Mandatory detention is a form of structural violence. It is an extraordinary deprivation of liberty that provides neither bond nor relief. Such deprivation is reinforced by a system of law that treats noncitizens worse than citizens and provides weak civil law safeguards against immense enforcement power. The violence is made even harsher by ICE’s erroneous calls for mandatory detention that go enforced without review. Such harm is generally limited to those without counsel and of color.
RCA provides DHS with the means for tailoring detention to those who score as a high risk to public safety. With the increasing use of alternatives to detention for flight risk, there is no reason to imprison individuals who score a high flight risk. With RCA and ATD, a properly tuned algorithm can help ICE to detain those who score a high risk to public safety, and no one else. In other words, with RCA, there is no need for mandatory detention.
With RCA data, I have been able to examine the consistency of RCA mandatory detention decisions to find the deprivation of liberty process to be surprisingly ad-hoc and arbitrary. Further, RCA sheds light on the actual dangerousness of mandatory detainees.

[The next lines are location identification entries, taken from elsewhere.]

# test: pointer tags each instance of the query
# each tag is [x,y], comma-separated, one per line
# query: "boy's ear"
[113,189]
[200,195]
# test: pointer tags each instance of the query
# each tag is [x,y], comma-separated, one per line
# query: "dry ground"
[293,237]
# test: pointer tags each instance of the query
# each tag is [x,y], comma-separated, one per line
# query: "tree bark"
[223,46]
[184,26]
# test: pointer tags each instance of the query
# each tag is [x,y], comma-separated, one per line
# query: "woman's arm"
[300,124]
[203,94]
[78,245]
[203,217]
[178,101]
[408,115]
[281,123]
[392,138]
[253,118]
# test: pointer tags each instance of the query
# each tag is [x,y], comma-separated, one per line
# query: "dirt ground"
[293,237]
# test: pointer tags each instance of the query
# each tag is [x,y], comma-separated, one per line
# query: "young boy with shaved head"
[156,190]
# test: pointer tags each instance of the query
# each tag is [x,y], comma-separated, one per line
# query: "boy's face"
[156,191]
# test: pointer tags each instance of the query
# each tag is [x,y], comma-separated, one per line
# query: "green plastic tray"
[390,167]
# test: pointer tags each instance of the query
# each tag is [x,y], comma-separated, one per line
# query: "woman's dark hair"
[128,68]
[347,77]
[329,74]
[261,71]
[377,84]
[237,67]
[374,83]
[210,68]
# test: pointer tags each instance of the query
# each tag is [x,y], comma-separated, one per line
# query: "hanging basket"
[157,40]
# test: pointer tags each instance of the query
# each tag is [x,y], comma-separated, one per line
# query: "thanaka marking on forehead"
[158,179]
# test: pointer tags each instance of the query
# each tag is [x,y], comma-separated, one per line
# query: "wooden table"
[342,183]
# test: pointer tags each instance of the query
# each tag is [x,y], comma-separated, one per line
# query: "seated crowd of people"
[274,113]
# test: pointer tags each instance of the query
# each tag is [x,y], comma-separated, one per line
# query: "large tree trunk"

The presumption of dangerousness is unrelated to the actual dangerousness of individuals who are mandatorily detained. First mandatory detainees are no more dangerous, or risky, that any other immigrant in immigration custody. Second, the RCA findings reveal that individuals may sometimes mistakenly be classified as being subject to mandatory detention [1
These findings also reinforce the argument increasingly made in circuit courts as they order bond hearings for those mandatorily detained for long periods of time. In Rodriguez v Robbins, the 9th Circuit said the government must bear the brunt of establishing flight risk and dangerousness to protect immigrants from erroneous deprivations of liberty. More recently Lora v Shanahan in 2015 in the 2nd Circuit created a bright line rule that requires the government to give individuals a bond hearing before an immigration judge within six months of the start of detention. According to the court, the government must meet the burden of showing “clear and convincing evidence of those individuals are flight risk or dangerous to the community”.
Since the RCA shows many individuals in mandatory detention are not risky, perhaps mandatory detention’s days are numbered.
RCA is likely to be the tool with which to assess dangerousness for mandatory detainees within six months of detention. I recommend ICE re-examine the RCA algorithm to ensure that individuals in mandatory detention indeed should be there by law. The six-month rule from Lora and Rodrigues, notwithstanding, it also seems imperative for ICE to reconcile the administration of mandatory detention with actual dangerousness prior to a mandatory bond hearing at six months. A good way to do this would be for Congress to remove mandatory detention from the books and replace it with discretionary detention—based on RCA—for all individuals in ICE custody.
As much as mandatory detention is also a tool of institutional violence: a creature of plenary power, with gross asymmetries of power between the state and the individual, it will likely be left to the political process—not the courts—to mandate shifts in policy as part of comprehensive immigration reform.
With such findings, it is also reasonable to suggest that since ICE is now in possession of technologies that can assure immigrants appear in court and for removal, and can tailor physical detention to individuals who really are dangerous, some courts have begun to claim that mandatory detention is unnecessarily punitive.